Overview of Analysis Platform

FIG. 11 illustrates a network environment 1100 that includes an analysis platform 1102. Individuals (also referred to as “users”) can interface with the analysis platform 1102 via interfaces 1104. For example, a user may be able to access an interface through which information regarding a patient, as well as a proposed diagnosis for the patient, can be viewed.
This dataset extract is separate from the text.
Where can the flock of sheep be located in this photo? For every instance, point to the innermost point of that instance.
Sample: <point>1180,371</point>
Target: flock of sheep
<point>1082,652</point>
These interfaces 1104 may permit users to interact with the analysis platform 1102 as it implements the framework described herein. The term “user,” as used herein, may refer to a person who is interested in examining a proposed diagnosis, such as a patient or healthcare professional, or a person who is interested in developing, training, or implementing models.
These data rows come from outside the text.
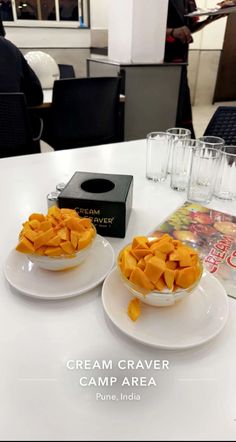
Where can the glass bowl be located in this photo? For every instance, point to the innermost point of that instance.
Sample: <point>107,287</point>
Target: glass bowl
<point>63,262</point>
<point>158,298</point>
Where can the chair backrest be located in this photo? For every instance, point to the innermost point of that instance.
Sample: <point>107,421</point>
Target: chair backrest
<point>15,130</point>
<point>223,124</point>
<point>85,112</point>
<point>66,71</point>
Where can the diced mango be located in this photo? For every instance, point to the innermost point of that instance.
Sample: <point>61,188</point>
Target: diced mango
<point>75,224</point>
<point>45,225</point>
<point>139,278</point>
<point>139,241</point>
<point>140,253</point>
<point>155,267</point>
<point>53,234</point>
<point>25,246</point>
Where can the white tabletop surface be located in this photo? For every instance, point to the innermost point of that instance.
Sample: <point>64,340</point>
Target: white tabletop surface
<point>40,398</point>
<point>47,97</point>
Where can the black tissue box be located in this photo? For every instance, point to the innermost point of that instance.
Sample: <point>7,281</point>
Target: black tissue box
<point>105,198</point>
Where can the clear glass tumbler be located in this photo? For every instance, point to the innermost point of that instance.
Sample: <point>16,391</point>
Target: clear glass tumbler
<point>176,134</point>
<point>212,141</point>
<point>204,168</point>
<point>225,185</point>
<point>157,156</point>
<point>181,163</point>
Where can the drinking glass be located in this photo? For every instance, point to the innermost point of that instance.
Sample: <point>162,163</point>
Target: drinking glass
<point>176,134</point>
<point>157,156</point>
<point>204,167</point>
<point>181,163</point>
<point>225,185</point>
<point>212,141</point>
As shown in FIG. 11, the analysis platform 1102 may reside in a network environment 1100. Thus, the computing device on which the analysis platform 1102 is implemented may be connected to one or more networks 1106a-b. These networks 1106a-b may be personal area networks (PANs), local area networks (LANs), wide area networks (WANs), metropolitan area networks (MANs), cellular networks, or the Internet. For example, the analysis platform 1102 may be indirectly connected to one or more flow cytometers via the Internet (e.g., via corresponding application programming interfaces), or the analysis platform 1102 may be directly connected to one or more flow cytometers (e.g., via corresponding tunnels). As another example, the analysis platform 1102 may be connected, either directly or indirectly, to storage mediums that are managed by respective healthcare systems. These storage mediums may be part of laboratory information systems, electronic health record systems, etc. Additionally or alternatively, the analysis platform 1102 can be communicatively coupled to one or more computing devices over a short-range wireless connectivity technology, such as Bluetooth®, Near Field Communication (NFC), Wi-Fi® Direct (also referred to as “Wi-Fi P2P”), and the like.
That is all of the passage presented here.